T. Ray sits Lily down to talk about how her mother died. Lily’s mother was accidentally killed by Lily as a child, which exists as a heavy burden that T. Ray and Lily share between them. T. Ray may be an abusive father, but he feels concerned enough for Lily’s well-being to prevent her from being hurt by rumors.
“Not funny?” he yelled. “
Not funny? Why, it’s the funniest goddamn thing I ever heard: you thinking your mother is your guardian angel.” He laughed again. “The woman could have cared less about you.”
Things between T. Ray and Lily intensify after Rosaleen goes to jail, and they end up in a tense and violent argument. After Lily screams that her mother will protect her, T. Ray laughs and casually drops a shocking claim that Lily’s mother left her. T. Ray’s harsh words reveal how callous he has become toward his daughter.
“Lileeee!” he shouted, and I saw his shadow plunge toward me across the ground.
Lily describes the moment T. Ray is about to beat Lily, as he has done many times in the past. He suspects she’s outside with a boy when she is actually sitting alone in the grass huddled with her mother’s belongings. T. Ray has no understanding of Lily and makes no effort to: T. Ray just rules Lily with a brutal dominance.
“You look like her,” he said, and him saying that, I knew he’d said everything.
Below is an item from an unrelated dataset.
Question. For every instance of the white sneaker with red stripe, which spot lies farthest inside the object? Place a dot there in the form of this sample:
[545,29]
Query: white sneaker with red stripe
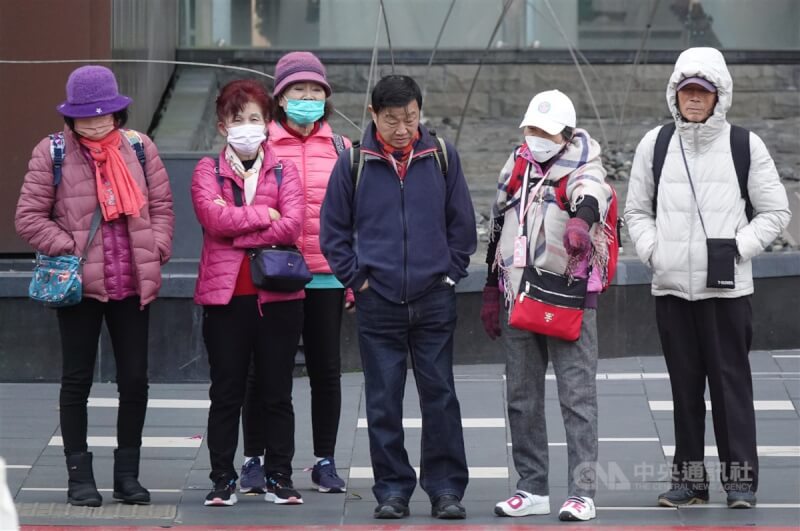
[523,504]
[580,508]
At the end of the novel, T. Ray and Lily have a final confrontation during which he tells Lily she looks like her mother. T. Ray ends up having a fit of rage where he loses touch with reality and mistakes Lily for her mother. At this point we’ve come to understand that T. Ray’s abuse toward Lily is rooted in this resentment. He clearly has not worked through his grief at losing his wife.
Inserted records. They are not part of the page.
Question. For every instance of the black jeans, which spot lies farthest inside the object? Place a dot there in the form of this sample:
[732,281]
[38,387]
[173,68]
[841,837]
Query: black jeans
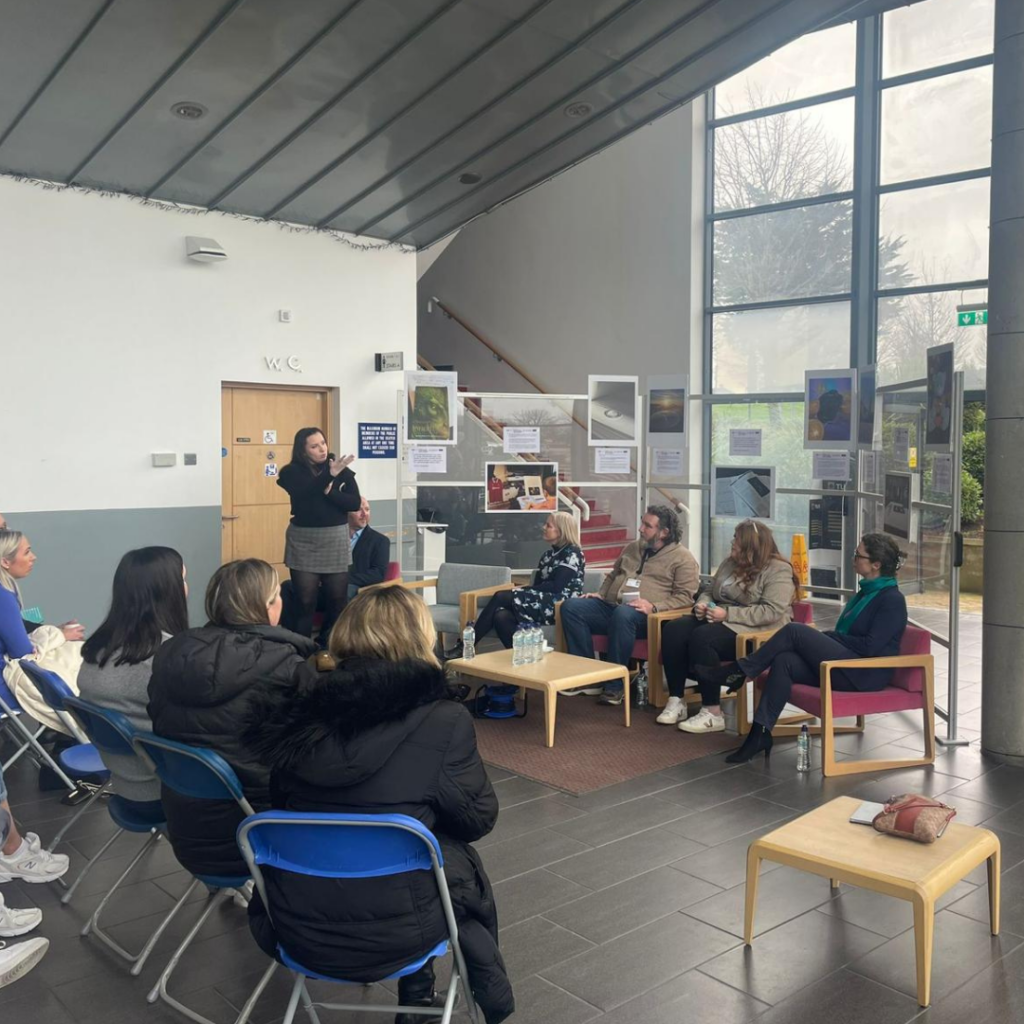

I could tell you I did it. That’s what you wanna hear. I could tell you she did it to herself, but both ways I’d be lying. It was you who did it, Lily. You didn’t mean it, but it was you.
After Lily asks T. Ray one last time if she was the one who fired the gunshot that killed her mother, he answers. T. Ray replies that he could lie and say she didn’t, but he won’t. T. Ray tries to soften the blow by reassuring Lily that she didn’t mean to fire the shot, signaling his softening toward her. Readers may infer that perhaps T. Ray’s anger toward Lily stemmed from this tragic accident, placing such a violent and unlikable character in a more human light.